Points clés
- EigenLayer totalise 19,7 milliards de dollars de TVL (record absolu)
- 4,6 millions d’ETH en restaking sur le protocole
- Rendement additionnel de 1-4% au-delà du staking classique
- Risque de slashing cumulé sur plusieurs protocoles de validation
- Concurrence croissante avec Lido (38 Mds$ TVL) et Rocket Pool
Chapô
EigenLayer a transformé le staking Ethereum en permettant aux détenteurs d’ETH de sécuriser plusieurs protocoles simultanément. Avec 19,7 milliards de dollars verrouillés, la plateforme incarne une nouvelle couche de monétisation pour les validateurs, mais expose aussi à des risques systémiques inédits.
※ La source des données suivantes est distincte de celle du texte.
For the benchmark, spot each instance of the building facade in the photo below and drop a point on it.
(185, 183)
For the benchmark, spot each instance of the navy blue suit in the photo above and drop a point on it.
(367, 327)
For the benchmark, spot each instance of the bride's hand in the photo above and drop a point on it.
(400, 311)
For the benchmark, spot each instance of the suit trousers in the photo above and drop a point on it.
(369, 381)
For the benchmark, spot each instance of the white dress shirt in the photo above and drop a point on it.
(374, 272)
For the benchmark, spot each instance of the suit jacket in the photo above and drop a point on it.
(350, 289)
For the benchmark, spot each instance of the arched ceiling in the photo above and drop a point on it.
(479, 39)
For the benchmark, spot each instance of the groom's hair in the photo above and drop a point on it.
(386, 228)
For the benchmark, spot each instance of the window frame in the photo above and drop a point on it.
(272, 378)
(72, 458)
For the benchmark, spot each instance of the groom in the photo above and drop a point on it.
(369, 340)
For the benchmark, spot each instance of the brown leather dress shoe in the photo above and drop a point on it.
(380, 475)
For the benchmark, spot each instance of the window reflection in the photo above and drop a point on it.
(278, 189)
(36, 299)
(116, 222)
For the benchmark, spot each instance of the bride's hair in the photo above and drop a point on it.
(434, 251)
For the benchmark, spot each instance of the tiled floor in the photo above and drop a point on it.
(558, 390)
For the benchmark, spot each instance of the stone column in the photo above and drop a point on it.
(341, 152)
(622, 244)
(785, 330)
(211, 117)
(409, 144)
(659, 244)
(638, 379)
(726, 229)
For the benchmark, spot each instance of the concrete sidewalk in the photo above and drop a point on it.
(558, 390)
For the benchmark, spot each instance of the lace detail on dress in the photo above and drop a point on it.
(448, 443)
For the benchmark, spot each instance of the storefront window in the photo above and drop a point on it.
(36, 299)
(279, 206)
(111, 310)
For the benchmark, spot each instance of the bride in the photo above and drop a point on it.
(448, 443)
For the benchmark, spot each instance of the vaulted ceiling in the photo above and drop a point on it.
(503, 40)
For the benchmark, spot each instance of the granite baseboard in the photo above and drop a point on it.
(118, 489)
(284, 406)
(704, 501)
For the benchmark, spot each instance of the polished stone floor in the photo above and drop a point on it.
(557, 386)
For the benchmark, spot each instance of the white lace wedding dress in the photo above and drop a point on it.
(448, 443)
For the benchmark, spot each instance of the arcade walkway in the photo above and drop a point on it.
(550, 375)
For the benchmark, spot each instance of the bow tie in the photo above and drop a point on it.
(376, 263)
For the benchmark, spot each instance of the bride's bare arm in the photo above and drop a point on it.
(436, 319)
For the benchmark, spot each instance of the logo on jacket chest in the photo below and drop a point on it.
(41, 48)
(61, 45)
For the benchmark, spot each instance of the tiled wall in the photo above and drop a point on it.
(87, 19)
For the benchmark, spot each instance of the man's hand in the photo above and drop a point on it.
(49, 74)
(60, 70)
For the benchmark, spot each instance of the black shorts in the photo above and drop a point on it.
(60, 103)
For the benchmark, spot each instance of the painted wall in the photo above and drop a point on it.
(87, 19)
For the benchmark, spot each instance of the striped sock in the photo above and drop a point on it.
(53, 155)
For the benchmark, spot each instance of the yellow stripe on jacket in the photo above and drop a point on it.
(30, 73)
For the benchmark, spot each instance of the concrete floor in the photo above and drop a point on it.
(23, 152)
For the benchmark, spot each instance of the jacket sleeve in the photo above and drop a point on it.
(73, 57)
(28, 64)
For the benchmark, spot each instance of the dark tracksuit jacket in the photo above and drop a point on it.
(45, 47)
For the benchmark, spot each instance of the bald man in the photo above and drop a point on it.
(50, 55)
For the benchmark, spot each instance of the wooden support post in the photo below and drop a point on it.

L’accroche narrative : quand le staking devient un marché de services
En 2024-2025, Ethereum a franchi un cap décisif. Alors que 35,8 millions d’ETH (28,91% de l’approvisionnement total) sont déjà stagiaires en staking classique pour sécuriser la chaîne de base, une nouvelle couche économique est apparue : celle du restaking. EigenLayer, fondé par Sreeram Kannan, a ouvert la porte à une monétisation en cascade du capital de validation. Les 4,6 millions d’ETH repositionnés sur cette plateforme ne sécurisent plus uniquement Ethereum, mais aussi des dizaines de Actively Validated Services (AVS) autonomes.
Ce modèle, aussi élégant soit-il sur le papier, pose une question existentielle : quand la quête de rendement supplémentaire (1-4% additionnels) rencontre la complexité du slashing cumulé, vers quel équilibre nous dirigeons-nous ? C’est la tension au cœur de ce deep-dive.
Thèse centrale
Le restaking via EigenLayer représente une avancée majeure de l’économie crypto en résolvant un problème économique réel : la mobilisation efficace du capital de sécurité. Cependant, cette avancée transfère le risque du protocole de base vers une multitude de services périphériques, créant une surface d’attaque systémique qui reste sous-estimée par les observateurs.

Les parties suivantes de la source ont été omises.